The voyages of the Starship Enterprise were successfully relaunched and a familiar crew (including Zachary Quinto‘s Spock) was installed on the ship. The question before Abrams and his loyal band of writers Roberto Orci, Alex Kurtzman, and Damon Lindelof then became: Do we boldly go where no man has gone before?
From a plot standpoint, the answer is a resounding no, but that doesn’t mean that “Star Trek Into Darkness” is a boring retread of past storylines. It’s a tremendously energetic, thrilling mash-up of past storylines.

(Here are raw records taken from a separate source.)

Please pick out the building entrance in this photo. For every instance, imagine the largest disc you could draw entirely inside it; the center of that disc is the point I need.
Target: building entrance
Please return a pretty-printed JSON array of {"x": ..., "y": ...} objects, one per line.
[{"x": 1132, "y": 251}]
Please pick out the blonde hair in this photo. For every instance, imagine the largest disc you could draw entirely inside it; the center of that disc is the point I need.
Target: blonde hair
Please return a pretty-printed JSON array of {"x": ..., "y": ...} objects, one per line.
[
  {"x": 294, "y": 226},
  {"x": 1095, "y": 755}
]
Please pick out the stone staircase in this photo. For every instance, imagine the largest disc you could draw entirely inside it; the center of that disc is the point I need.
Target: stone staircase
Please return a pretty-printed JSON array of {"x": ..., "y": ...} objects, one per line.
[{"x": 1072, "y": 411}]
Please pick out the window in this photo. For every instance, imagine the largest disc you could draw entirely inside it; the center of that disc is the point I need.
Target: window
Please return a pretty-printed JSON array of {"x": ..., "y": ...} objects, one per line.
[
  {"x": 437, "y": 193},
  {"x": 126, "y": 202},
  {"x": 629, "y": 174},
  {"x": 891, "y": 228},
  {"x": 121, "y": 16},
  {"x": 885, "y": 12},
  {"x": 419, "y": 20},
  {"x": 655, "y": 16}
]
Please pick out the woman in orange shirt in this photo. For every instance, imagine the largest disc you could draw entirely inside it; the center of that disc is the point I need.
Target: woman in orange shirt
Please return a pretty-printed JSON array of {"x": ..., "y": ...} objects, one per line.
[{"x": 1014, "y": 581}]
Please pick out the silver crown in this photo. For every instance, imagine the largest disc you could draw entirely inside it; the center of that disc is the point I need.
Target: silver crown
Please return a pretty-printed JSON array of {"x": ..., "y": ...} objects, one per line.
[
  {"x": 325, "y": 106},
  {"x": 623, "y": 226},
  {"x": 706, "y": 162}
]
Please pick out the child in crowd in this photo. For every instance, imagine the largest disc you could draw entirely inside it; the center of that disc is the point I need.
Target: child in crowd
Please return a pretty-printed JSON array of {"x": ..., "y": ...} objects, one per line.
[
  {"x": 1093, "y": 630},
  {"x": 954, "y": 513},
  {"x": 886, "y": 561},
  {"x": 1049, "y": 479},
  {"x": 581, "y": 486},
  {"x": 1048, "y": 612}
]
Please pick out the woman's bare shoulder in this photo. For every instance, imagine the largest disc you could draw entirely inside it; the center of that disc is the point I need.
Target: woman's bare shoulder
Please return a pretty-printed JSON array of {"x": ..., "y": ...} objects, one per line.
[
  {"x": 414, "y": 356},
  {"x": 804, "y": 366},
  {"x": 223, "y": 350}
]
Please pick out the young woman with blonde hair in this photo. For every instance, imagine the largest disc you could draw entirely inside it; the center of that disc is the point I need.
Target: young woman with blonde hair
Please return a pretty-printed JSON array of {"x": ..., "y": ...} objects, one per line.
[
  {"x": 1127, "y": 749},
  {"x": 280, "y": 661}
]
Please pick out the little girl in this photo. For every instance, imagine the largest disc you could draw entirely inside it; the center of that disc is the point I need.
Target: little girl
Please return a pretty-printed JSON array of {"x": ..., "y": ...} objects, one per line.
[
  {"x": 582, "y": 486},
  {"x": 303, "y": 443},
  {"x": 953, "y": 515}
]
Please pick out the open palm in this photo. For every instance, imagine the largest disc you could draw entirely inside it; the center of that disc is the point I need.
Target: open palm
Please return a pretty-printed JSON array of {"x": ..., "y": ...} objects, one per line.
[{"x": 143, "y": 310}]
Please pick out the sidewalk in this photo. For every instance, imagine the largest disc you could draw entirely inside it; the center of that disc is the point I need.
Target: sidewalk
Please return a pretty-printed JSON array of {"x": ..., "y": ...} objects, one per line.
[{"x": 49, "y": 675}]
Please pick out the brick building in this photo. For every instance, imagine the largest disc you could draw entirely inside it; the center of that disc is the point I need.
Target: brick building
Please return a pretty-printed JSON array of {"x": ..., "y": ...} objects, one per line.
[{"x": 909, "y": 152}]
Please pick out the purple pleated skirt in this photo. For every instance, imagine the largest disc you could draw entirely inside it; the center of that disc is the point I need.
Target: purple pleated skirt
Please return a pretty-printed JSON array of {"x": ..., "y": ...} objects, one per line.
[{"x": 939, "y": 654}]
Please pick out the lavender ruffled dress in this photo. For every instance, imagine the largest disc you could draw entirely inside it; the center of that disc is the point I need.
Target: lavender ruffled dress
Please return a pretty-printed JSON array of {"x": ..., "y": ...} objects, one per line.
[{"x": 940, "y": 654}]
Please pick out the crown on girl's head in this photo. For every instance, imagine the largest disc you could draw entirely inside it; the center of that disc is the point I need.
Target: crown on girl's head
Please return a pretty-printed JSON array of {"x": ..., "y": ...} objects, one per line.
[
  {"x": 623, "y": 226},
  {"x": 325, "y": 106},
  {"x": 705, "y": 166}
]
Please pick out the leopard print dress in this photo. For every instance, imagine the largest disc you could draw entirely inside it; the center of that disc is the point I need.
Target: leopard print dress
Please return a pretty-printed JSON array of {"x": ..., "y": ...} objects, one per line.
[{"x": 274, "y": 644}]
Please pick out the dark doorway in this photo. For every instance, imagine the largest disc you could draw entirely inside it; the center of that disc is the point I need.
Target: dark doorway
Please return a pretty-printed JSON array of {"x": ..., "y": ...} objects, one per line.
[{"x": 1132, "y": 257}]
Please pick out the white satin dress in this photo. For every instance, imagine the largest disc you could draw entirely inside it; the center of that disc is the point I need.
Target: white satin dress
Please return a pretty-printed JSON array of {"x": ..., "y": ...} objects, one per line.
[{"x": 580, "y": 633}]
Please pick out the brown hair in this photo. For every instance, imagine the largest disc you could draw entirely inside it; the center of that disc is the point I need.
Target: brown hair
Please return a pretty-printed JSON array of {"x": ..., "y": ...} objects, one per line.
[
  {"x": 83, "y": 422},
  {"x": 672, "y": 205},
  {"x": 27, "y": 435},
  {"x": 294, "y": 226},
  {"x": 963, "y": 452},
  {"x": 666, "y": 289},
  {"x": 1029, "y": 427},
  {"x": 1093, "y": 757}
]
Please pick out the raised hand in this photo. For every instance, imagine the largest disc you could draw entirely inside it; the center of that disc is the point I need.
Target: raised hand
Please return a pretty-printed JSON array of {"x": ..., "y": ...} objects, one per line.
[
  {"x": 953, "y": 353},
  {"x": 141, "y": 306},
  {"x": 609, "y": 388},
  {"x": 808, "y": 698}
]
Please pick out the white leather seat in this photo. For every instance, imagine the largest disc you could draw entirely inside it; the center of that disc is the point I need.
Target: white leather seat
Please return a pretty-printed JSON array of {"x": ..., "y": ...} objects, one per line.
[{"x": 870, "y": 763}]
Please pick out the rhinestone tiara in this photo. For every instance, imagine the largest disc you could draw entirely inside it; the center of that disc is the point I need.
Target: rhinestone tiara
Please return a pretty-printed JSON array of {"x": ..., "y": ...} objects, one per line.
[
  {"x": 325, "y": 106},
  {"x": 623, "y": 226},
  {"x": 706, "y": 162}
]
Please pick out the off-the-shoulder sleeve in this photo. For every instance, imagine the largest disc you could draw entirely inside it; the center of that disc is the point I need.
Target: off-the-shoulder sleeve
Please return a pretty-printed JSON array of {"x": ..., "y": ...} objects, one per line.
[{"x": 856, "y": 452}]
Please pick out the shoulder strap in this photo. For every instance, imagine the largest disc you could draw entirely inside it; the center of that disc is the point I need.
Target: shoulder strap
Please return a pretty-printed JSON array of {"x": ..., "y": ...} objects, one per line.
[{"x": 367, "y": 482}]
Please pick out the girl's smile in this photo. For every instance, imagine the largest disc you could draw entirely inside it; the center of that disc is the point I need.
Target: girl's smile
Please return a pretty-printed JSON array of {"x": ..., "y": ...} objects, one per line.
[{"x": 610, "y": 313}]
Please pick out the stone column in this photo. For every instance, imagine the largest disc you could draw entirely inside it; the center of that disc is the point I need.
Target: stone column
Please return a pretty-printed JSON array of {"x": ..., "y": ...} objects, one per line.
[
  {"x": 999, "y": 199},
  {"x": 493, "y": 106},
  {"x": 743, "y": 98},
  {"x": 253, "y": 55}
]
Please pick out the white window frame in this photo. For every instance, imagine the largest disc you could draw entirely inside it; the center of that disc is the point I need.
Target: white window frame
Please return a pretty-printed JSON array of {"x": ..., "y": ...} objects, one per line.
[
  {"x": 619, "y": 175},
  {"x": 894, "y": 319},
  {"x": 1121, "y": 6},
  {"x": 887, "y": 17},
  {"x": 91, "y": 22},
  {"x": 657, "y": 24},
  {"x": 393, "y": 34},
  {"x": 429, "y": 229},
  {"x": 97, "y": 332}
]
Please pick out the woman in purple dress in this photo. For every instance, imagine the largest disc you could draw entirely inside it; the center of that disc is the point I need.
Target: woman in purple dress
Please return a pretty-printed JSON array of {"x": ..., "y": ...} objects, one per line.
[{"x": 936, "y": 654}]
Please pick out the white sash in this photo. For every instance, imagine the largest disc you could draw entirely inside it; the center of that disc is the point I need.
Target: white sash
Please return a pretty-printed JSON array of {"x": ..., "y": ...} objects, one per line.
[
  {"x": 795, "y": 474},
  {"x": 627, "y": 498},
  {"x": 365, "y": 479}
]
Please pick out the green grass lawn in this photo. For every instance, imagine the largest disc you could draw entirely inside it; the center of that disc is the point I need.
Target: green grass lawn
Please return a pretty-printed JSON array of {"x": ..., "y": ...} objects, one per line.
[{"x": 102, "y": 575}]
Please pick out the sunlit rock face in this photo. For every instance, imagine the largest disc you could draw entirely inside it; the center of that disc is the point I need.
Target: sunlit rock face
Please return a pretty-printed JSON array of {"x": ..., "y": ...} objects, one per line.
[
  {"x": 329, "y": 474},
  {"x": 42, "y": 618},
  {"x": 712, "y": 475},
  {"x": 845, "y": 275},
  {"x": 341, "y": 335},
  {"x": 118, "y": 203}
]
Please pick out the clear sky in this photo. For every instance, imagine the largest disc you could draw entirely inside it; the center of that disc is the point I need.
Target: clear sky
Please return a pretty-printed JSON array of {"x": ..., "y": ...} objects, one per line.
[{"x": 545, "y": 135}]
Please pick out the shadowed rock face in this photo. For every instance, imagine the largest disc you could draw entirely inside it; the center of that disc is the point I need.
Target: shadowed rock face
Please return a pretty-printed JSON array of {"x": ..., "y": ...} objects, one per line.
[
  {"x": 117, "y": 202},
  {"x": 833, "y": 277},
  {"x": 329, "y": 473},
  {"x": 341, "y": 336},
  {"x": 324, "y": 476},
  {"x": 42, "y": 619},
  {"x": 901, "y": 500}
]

Yes, there are the same winks and nods to iconic Star Trek moments that Abrams’ first outing at the helm of this ship had, and, yes, there are plenty of flashy lens flares and jokey one-liners from Dr. McCoy (Karl Urban). But Abrams has grown into a confident cinematic storyteller, capable of setting high stakes, staging impossible situations, and having his characters get out of them, one after another, with a combination of exciting action and just enough of their intellect.
If anything, “Star Trek Into Darkness” is Abrams doing his version of an Indiana Jones movie. An acolyte of George Lucas and Steven Spielberg (and who has recently landed the most thankless job in all of Hollywood: taking over Disney’s first Star Wars movie), Abrams knows how to wrench pure entertainment from serial-like action, while keeping a healthy dash of humor front and center. He also has composer Michael Giacchino doing an effective job of making John Williams cry.
Impressive CGI art direction, a truly menacing villain (the great Benedict Cumberbatch), and a keen sense of pacing make Star Trek Into Darkness an easy movie to get swept up in. Abrams is counting on that, because he is treading familiar waters plot-wise. Because it still revolves around the fundamental difference in philosophy of Kirk and Spock, however, Star Trek Into Darkness feels like a Star Trek movie.
It’s almost as if Abrams and company knew this would probably be their last outing in the series, so they threw in everything they could think of.
It makes for one hell of a ride, and I wouldn’t want to be the guy that has to follow it up.